Mr Gove has not only hit a nerve in political circles; he also has a nerve. Over at defence, Mr Hammond argues that pulling out of the prison training agreement will damage Britain’s relations with an important friend; that it is better to "engage"; and that the contract was part of a wider effort to reform Saudi judicial institutions.

Mr Duncan talked about "engagement" too. "Is it not the case that when we look at a country’s judicial system of which we do not in many respects approve, engagement is far better than disengagement, and that disengagement may be a comfortable moral position, but can lead to no progress whatsoever?" he asked.

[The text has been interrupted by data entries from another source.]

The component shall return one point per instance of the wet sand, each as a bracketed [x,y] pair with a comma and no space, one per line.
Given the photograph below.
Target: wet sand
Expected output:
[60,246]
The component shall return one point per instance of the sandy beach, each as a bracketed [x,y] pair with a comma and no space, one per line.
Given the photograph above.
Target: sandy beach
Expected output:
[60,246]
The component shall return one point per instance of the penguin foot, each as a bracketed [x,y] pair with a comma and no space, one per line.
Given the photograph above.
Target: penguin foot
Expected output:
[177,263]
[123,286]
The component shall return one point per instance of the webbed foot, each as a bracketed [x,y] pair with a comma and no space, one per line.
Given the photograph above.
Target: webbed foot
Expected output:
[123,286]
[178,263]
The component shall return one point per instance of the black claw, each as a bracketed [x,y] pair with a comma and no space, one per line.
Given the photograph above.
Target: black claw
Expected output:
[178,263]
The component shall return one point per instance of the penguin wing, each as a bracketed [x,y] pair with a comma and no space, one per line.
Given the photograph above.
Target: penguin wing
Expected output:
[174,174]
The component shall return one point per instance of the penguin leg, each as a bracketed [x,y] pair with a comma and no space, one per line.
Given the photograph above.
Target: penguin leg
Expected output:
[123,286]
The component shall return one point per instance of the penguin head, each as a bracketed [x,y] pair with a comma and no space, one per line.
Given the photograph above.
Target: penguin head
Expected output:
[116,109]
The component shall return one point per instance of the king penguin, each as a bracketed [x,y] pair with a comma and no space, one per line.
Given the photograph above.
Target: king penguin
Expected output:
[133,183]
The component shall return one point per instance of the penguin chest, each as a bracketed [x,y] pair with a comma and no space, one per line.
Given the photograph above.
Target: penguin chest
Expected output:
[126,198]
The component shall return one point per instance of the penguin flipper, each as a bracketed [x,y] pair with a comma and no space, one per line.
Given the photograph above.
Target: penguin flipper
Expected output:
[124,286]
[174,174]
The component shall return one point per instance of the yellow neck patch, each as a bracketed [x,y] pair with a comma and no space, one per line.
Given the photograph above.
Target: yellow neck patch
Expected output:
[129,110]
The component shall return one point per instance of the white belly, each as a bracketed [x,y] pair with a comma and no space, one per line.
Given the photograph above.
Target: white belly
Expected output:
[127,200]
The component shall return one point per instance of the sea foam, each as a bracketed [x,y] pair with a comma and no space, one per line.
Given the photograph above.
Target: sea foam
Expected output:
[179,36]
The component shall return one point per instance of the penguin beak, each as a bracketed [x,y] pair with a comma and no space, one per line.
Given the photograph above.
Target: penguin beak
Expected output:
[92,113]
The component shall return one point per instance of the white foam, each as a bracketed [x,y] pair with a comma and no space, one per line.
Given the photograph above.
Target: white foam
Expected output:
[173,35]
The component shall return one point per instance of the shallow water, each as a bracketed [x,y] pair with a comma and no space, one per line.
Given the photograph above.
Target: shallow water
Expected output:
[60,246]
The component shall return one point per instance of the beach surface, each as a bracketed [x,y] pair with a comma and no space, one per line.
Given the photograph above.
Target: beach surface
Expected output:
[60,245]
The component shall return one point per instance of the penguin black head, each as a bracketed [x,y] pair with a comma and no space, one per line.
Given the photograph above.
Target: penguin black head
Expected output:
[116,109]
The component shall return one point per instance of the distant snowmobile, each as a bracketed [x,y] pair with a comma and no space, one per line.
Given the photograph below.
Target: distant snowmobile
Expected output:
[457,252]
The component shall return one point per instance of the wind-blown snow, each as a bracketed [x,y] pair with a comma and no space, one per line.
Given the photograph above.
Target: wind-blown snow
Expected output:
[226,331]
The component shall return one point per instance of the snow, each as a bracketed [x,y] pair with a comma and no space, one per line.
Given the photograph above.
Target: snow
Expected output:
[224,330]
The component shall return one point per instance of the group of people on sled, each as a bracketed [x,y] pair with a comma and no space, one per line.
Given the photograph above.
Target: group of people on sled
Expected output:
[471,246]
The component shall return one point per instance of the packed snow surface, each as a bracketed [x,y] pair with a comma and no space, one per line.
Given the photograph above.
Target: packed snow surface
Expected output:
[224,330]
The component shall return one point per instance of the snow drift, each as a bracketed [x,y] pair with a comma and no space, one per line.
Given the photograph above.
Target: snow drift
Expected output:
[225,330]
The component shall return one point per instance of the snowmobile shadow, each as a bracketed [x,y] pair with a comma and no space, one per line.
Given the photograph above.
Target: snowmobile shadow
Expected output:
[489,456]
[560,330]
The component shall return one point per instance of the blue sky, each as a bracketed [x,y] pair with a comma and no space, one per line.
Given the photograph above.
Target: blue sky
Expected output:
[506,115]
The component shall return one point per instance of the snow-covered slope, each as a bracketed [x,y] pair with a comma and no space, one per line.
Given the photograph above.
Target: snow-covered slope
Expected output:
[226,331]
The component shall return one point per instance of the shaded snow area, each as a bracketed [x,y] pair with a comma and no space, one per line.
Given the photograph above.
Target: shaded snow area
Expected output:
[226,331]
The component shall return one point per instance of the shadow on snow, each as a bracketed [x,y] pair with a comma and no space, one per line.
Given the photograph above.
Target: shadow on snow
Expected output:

This engagement includes an ongoing arrangement to train Saudi judges and a police training scheme, signed by a predecessor of Mr Gove but, like other attempts at engagement, these do not appear to have made much of a difference so far to the Saudis’ interpretation of Sharia law.

In the past year, the country has executed 175 people. Adultery is punishable by death, as are apostasy, blasphemy, witchcraft, burglary, homosexuality and repeated drug use, among other things. Public beheading is the preferred method of dispatch, although stoning is popular as well.

Mr Andree probably knows enough about Saudi Arabia to think himself relatively lucky and had asked his children not to intervene. Less fortunate is a young man, Mohammed al-Nimr, who was arrested in 2012 when he was 17 for taking part in the Arab Spring protests.

For such a crime – in the UK, protesting would be deemed his right – he faces beheading and crucifixion.

Freedoms taken for granted in Britain are outlawed by the Saudis, with particularly harsh reprisals for political and religious dissent, and for women.

British tolerance makes allowances for such an alien way of life, but it is not our way. People here were largely baffled by the official reaction to King Abdullah’s death earlier this year, when flags were flown from our government buildings at half mast.

President Obama, visiting the new king in January, said: "Sometimes we have to balance our need to speak to them about human rights issues with immediate concerns that we have in terms of countering terrorism or dealing with regional stability."

Mr Gove also said there was a balance to be struck in the West’s engagement with Saudi Arabia. Those who urge that, with the war in Syria and the threat posed by IS fanatics, this is not the right moment to take on the Saudis over human rights, reject the Justice Secretary’s idea of balance.

But David Cameron has come out on his side. After he overruled both Mr Hammond and Mrs May on the prison services agreement, he was accused of being manipulated by his friend Mr Gove.

He was also said to have been moved by the plight of the imprisoned grandfather, though Downing Street insisted the two issues were not connected.

The Opposition claimed he was swayed by Jeremy Corbyn and, if so, this would mark the first blow the new Labour leader has landed on the Government. Mr Corbyn mentioned the prisons deal in his conference speech, when highlighting the fate of the young Saudi prisoner, al-Nimr:

"We have to be very clear about what we stand for in human rights. A refusal to stand up is the kind of thing that really damages Britain’s standing in the world."

All of the above may have brought to bear on Mr Cameron but it is possible that, in the end, he just trusted his own instincts.

This may well not be a good time for Britain to test its relationship with one of the world’s most repressive and most misogynistic regimes but, given the volatility in the Middle East, there will never be a good time.